Give Wildlife a ‘Break'
Being alert and driving more carefully can help protect both animals and people
Animals often pay the price for our ever growing highways and roadways. Millions of wild and domestic animals die on our roads every year. Whether you are driving to work, on vacation, running errands, or enjoying a scenic autumn drive, take a few moments to consider the effect you may have on wildlife. By being alert to animals and by driving more carefully, we can help minimize the needless deaths of many innocent creatures.
Scan the road ahead for animals that may dart into your path. Dawn, dusk and the first few hours of darkness are prime times when many species of wildlife are the most active. Roadsides are often bordered with shrubbery that might contain nesting wildlife. Also,many young animals have not yet learned to be afraid of people or cars and don’t move quickly out of the way. Don’t Litter Remains of food and scraps lure animals to the roadside. Never throw any food, food wrappers or food containers along roads.
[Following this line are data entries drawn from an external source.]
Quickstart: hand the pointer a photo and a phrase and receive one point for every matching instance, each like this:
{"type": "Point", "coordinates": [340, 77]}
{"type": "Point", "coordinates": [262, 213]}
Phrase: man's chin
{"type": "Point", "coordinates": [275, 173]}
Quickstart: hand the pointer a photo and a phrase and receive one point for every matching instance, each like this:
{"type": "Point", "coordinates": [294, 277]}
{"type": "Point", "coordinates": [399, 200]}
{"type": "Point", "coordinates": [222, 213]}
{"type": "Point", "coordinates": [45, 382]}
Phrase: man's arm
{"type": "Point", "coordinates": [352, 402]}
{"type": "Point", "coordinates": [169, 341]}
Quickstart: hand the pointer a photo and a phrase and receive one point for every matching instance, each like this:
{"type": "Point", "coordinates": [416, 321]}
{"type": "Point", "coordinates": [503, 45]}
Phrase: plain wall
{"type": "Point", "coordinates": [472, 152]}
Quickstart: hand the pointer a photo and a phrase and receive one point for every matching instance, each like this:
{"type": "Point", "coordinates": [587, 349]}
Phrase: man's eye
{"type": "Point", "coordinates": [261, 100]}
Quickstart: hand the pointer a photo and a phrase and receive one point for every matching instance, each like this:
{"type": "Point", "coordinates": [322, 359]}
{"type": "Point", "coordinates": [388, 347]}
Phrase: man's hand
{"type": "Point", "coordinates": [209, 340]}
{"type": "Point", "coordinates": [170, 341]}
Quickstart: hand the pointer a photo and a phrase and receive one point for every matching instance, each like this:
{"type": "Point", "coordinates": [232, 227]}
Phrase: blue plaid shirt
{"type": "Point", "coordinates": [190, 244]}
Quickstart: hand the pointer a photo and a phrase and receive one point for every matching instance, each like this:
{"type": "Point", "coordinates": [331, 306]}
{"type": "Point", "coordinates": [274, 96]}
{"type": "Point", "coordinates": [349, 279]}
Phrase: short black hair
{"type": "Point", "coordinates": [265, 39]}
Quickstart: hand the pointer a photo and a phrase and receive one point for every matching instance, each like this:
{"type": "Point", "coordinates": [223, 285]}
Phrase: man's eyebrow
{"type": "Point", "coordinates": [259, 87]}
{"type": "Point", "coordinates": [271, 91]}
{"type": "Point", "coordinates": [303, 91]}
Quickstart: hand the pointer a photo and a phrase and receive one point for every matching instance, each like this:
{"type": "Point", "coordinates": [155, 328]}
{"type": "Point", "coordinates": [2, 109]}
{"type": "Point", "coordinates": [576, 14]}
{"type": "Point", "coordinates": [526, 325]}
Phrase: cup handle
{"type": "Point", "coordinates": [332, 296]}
High speeds pose a risk to animals as well as humans,so please slow down for everyone’s sake.
If an Animal is Hit
If you can safely move the animal out of the roadway, do so. This helps prevent scavengers on the road and eliminates a traffic hazard. If you attempt to move an injured animal, do not handle the animal directly. It may scratch or bite out of fear and pain. Use heavy gloves or a towel and try to place the animal in a box or other suitable carrier. Take the animal to a shelter or wildlife rehabilitator. If you must keep the animal for a short time or overnight, keep it in a warm, quiet place to minimize stress and possible further injury.
Who to Call
Call a local animal control professional or police department if you injure or kill a larger animal such as a deer or one that can inflict a serious bite, such as a raccoon. To locate a licensed rehabber in your area, log on to www.michigan.gov/dnr. For other wildlife questions, please contact the Michigan Humane Society Wildlife Department, located at the MHS Rochester Hills shelter, at (248) 852-7420 x224.
Giving wildlife a 'brake' not only saves their lives, it could also save yours. Enjoy the season and drive with wildlife in mind!